Everything You Wanted To Know About Stopping Distances But Were Afraid To Ask

The distance it takes to stop a vehicle depends on a number of factors. AA Roadwatch’s Esther O’Moore Donohoe explains…

You’ve probably heard us say ‘make sure you increase your braking distance’ in our Roadwatch traffic reports whenever there are slippery road conditions. If you’re the type of person who has said to yourself ‘by how much should I increase my braking distance? How long does it take to stop? What’s a tracker mortgage?’ Well you are in luck, because we’re going to break/brake it all down in this blog post.

BE COOL AND FOLLOW THE TWO SECOND RULE

In the Rules Of The Road handbook, it is advised that drivers make sure they are at least two seconds behind the vehicle in front of them. They even have a little test you can use to gauge this. If you’re driving on a dry road, choose a fixed point ahead, such as a street light. When the vehicle in front passes that point, say out loud, ‘only a fool breaks the two-second rule’. Not only will you wow any passengers in the vehicle with this catchy rhyme, but it will also help you work out if you’ve enough distance between you and the vehicle ahead. If you have already passed your chosen point by the time you get to the end of the sentence, you are driving too close to the vehicle in front and need to pull back.

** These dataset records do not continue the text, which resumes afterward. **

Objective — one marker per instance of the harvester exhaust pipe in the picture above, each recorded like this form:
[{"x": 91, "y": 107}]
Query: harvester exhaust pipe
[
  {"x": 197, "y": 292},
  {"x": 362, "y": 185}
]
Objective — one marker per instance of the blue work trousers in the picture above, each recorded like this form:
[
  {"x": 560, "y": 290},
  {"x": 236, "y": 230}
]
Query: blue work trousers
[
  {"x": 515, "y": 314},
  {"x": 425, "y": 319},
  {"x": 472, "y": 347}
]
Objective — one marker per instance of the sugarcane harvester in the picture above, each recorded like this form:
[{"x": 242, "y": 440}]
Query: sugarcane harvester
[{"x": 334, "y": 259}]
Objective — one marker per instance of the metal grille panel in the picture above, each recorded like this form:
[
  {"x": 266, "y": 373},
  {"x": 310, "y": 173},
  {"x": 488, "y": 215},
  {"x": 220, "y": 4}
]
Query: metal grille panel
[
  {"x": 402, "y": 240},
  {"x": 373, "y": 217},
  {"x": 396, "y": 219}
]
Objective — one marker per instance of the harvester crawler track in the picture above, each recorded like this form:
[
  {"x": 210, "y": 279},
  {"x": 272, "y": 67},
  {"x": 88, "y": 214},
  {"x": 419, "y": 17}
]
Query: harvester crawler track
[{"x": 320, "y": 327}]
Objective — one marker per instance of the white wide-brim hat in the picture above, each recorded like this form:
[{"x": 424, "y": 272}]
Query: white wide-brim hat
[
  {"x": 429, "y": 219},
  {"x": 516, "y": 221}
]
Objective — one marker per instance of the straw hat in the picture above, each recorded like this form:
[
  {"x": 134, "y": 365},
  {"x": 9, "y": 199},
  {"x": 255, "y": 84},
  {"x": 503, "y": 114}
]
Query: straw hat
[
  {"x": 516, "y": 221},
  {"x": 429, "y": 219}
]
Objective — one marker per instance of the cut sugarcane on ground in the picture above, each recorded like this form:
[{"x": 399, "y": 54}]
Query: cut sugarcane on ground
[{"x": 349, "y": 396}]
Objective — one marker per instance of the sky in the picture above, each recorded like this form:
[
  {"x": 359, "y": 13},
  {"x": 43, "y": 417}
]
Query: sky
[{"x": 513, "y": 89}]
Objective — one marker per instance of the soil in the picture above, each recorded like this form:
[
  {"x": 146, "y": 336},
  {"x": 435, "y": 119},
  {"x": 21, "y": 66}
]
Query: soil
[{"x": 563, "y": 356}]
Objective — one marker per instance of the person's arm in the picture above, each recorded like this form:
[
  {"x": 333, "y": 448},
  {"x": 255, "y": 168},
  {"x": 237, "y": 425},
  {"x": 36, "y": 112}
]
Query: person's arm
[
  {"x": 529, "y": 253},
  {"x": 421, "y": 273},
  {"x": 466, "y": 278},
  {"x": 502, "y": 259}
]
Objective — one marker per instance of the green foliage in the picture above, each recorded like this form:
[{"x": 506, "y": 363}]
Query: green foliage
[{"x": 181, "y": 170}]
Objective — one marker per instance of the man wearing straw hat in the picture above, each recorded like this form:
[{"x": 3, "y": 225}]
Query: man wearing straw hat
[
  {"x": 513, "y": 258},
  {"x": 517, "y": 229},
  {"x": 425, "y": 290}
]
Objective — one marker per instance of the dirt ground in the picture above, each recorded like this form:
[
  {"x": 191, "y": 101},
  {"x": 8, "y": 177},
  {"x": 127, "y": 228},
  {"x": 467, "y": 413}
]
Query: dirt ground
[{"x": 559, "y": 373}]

If the road is wet, you have to double this distance, i.e. repeat ’only a fool breaks the two-second rule’ twice. When driving in snowy, foggy or icy conditions, say ‘only a fool breaks the two-second rule’ four or five times. That’s because it takes longer to come to a complete stop when roads are wet or icy. You should always adjust your driving style to match the conditions; bear in mind that hailstones in particular can change driving conditions very suddenly.

The distance it takes you to fully stop might surprise you: if you are driving on a dry road surface at 50kmph, it will take you 25m to stop, which is just over the length of two double decker buses. At 120kmph in wet conditions, you’ll have travelled 169m by the time you come to a complete stop: that’s about the length of 17 buses.

OTHER FACTORS THAT AFFECT STOPPING DISTANCE

It’s not as simple as seeing a hazard ahead and applying your brakes, however. There are a number of factors that affect stopping distance.

Perception and reaction time

According to the RSA, the length of time it takes us to perceive a hazard and then realise it’s a hazard that we need to do something about, can take anywhere between 0.5 and 0.25 of a second. You then need to consider your reaction time which is how quickly we can take action in relation to the hazard ahead. The amount of time it takes from taking your foot off the accelerator to press the brake pedal can range from 0.25 to 1.5 seconds.

Keep in mind too, that both your reaction and perception times can be affected by things like tiredness, poor concentration and drugs and alcohol. To dazzle you with more facts and figures: ‘A perception and reaction time of four seconds at 100kmh means a car travels 110 metres before the brakes are applied’. This is longer than the height of Big Ben in London.

Your vehicle’s capacity to react and brake

But wait, there’s more. Aside from the human element, you also have to consider the condition of the vehicle you are driving. Every vehicle takes time to react once the brake pedal has been tapped. This will depend on its condition, especially the condition of the braking system.

The final thing to bear in mind is the braking capability of your vehicle which relies on things like brakes, the tread and grip of your tyres, the road surface, brakes, the weight of the vehicle and the vehicle’s suspension. You can check the tread of your tyres by placing a €1 coin in the grooves – if you can see the gold rim they might need replacing!